County: Down Site name: SPITTLE QUARTER
Sites and Monuments Record No.: SMR 38:34 Licence number: —
Author: N.F. Brannon, Historic Monuments and Buildings Branch, DOE(NI)
Site type: Souterrain
Period/Dating: Early Medieval (AD 400-AD 1099)
ITM: E 752918m, N 840403m
Latitude, Longitude (decimal degrees): 54.289496, -5.651109
Trial excavations were carried out on a souterrain partly threatened by proposed roadworks.
The souterrain comprised five open chambers, over a length of 27m, with evidence for collapse at two points. Excavation was initially limited to emptying of Early Christian period backfill, beneath topsoil, and the exposure of the drystone roofs of two chambers, at the east end, directly threatened by roadworks.
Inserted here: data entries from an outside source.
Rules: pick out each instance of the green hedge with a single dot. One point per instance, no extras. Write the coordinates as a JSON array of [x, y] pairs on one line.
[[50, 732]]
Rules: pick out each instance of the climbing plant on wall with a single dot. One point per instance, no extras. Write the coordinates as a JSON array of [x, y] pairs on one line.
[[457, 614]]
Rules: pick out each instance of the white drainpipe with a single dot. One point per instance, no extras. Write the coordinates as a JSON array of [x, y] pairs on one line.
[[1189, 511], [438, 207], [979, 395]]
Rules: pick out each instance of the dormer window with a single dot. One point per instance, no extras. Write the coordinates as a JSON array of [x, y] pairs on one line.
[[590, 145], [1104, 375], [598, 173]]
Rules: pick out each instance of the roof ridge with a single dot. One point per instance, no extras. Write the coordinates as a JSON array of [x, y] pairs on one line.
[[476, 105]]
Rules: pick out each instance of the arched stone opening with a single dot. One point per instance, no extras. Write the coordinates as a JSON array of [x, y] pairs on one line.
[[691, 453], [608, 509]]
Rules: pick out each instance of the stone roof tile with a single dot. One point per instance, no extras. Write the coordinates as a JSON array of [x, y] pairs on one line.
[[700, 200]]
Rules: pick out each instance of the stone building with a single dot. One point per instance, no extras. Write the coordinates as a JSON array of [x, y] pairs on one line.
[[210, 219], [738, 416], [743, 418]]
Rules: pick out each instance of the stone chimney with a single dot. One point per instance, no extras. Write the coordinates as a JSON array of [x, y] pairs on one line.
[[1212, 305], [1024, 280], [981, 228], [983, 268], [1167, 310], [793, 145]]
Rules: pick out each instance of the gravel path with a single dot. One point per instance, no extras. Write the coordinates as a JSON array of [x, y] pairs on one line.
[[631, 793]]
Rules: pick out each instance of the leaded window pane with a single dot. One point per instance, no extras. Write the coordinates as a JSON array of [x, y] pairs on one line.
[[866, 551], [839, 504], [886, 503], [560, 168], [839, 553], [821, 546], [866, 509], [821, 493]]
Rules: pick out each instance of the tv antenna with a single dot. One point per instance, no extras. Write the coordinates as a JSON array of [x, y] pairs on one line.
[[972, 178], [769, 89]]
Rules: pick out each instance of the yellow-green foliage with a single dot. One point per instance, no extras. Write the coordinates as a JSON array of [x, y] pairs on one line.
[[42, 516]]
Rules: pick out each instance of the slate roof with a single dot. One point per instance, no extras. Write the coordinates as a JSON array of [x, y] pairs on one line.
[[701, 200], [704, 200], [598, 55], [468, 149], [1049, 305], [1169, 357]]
It was found that the trench originally dug to receive the souterrain had severely undercut edges, and it seems probable that this was a deliberate engineering feature designed to provide a balancing counter-thrust to the weight of the stones forming the inward-leaning walls. It is not known if this method of construction has been recognised elsewhere.
To the north excavation revealed the edge of a shallow (collapsed) chamber, which was not investigated, but which will be examined during the roadworks scheme.
Excavations at the partly-collapsed west end of the souterrain, with several slit trenches beyond and to the north-west, found that the souterrain had originally extended for another 30m. A straight, uniformly-profiled passage, it ran upslope to a probable entrance (and settlement site?) on the crest of a low hill. Unfortunately, this passage was entirely collapsed. Limited investigation revealed an 'up-and-over' stepped creep, a fragment of a large (blank/broken in manufacture?) rotary quern or millstone, built into the souterrain wall, and a sherd of souterrain ware in topsoil. See Brannon, N.F. 'A souterrain in Spittle Quarter townland, Co. Down', Lecale Miscellany, no 8 (1990), 39-41.